In Cairo, the newspaper Al-Ahram, an instrument of the government, claimed in its editorial that “It was an instinctive speech and Bush did not learn the lessons of 11th September". It continued: “Bush only instigates terrorism. With this speech, he gives good motives for some to continue with terrorism”.
Iranian Foreign Minister Kamal Kharrazi, declared that “Bush is trying to take public attention away from the Middle East and is preparing American public opinion to continue to support Israel in its brutal oppression of the Palestinian nation”.
An official in Baghdad accused Washington of state terrorism and denied claims that Iraq was a danger, although President Saddam Hussein has long decided not to comment on statements made by George Bush, deeming them unworthy of being taken into consideration.
The Deputy General Secretary of the Arab League, Said Kamal, is of the personal opinion that “Bush should show signs of greater wisdom. He ignores the calls for prudence launched by the European Union and I cannot believe that he does not know that Israel is on the list of countries which have weapons of mass destruction”.
Israel has around 200 nuclear warheads. These comments prove how badly received were the words of George Bush in the region. Phrases such as “axis of evil”, “we know their true nature” and “the USA is at war” and sentences like “I will not wait on events while dangers gather. I will not stand by as peril draws closer and closer. The United States will not permit the world’s most dangerous regimes to threaten us with the world’s most dangerous weapons” are no more than hype, sausage-factory remarks designed to whip up hysteria. This they have done at home, but there are good reasons for the hail of criticism from abroad, and not just from Moslem nations.

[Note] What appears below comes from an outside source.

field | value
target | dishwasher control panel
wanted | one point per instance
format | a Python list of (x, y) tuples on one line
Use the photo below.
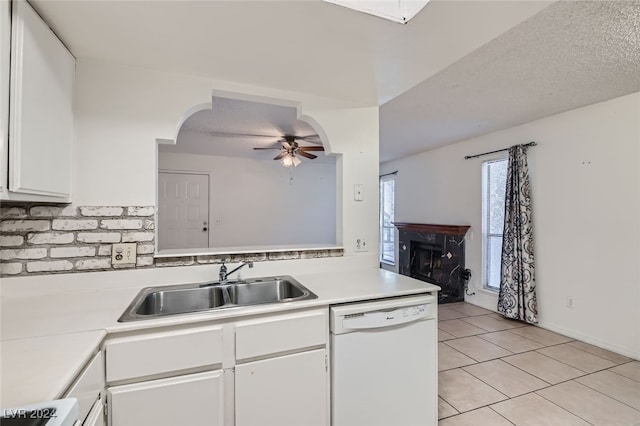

Speaking inexplicably of an “axis of evil” between Pyongyang, Teheran and, predictably, Baghdad, George Bush launched into a diatribe which became more and more ridiculous by the sentence, so replete was it with barefaced arrogance.
Understandably concentrating on the theme of international terrorism, the September 11th atrocity naturally remaining fresh in the minds of all Americans, George Bush failed to rise above the occasion and present the vision of a world statesman. Even British newspaper editorials derided the speech as being a delusion, never close to reality.
Concentrating his venom on three regimes deemed hostile to the USA, only because they refuse to kow-tow to Washington, and practically limiting his mention of terrorist organisations to Hammas, Islamic Jihad and Hezbollah, organisations which pose a threat to Israel but not the USA, President Bush made it clear that Washington remains biased and tendentious in its Middle East policy.
While it is right to condemn international terrorism, since attacks such as that on September 11th must never happen again, George Bush failed to mention the right-wing paramilitary organisations perpetrating acts of extreme barbarity in South America, organisations which are covertly supported by Washington, he failed to mention the IRA, which for years was funded by NORAID, based in the USA, he failed to mention the terrorist attacks in Angola by UNITA, armed for many years by the USA and he failed to mention the state terrorism carried out on a daily basis by Israel, against civilians, in the lands which Israel stole from them.
Singling out almost without exception Moslem countries and organisations, this speech was a cheap shot at America’s traditional demons, even if the demonology is an invention of Washington.
The reason Iran is not favourable towards Washington is because the CIA operations to support the regime of the hated Shah Reza Pahlevi, who was totally out of touch with his people, gave the United States a hostile image among the people of this country. Fearing a growth in fundamentalist Islamism in the region, Washington then pumped Iraq, then the good student, full of weaponry to see it through its ten-year war against its neighbour.
Saddam Hussein having been pumped so full of armour that he became a danger, it was then necessary to incite Kuwait to made alterations to its oil policy which were ruinous to the Iraqi economy, forcing Iraq to take action. The massive intrusion in Iraq’s internal affairs over the last decade have naturally turned this country against the USA also.
Finally, it is not beyond the realms of the imagination that Pyongyang is angered at Washington because of the military support it gave to its former enemy, South Korea. Complaining that all three countries have weapons of mass destruction is valid only if these countries are aiming to use these weapons against the USA.
There is no evidence to suggest anything of the sort. The reason why these countries have weapons of mass destruction is to defend themselves against Washington’s permanent interference and after the recent incidents in the Gulf and Yugoslavia, crises created and managed by Washington, who can blame them?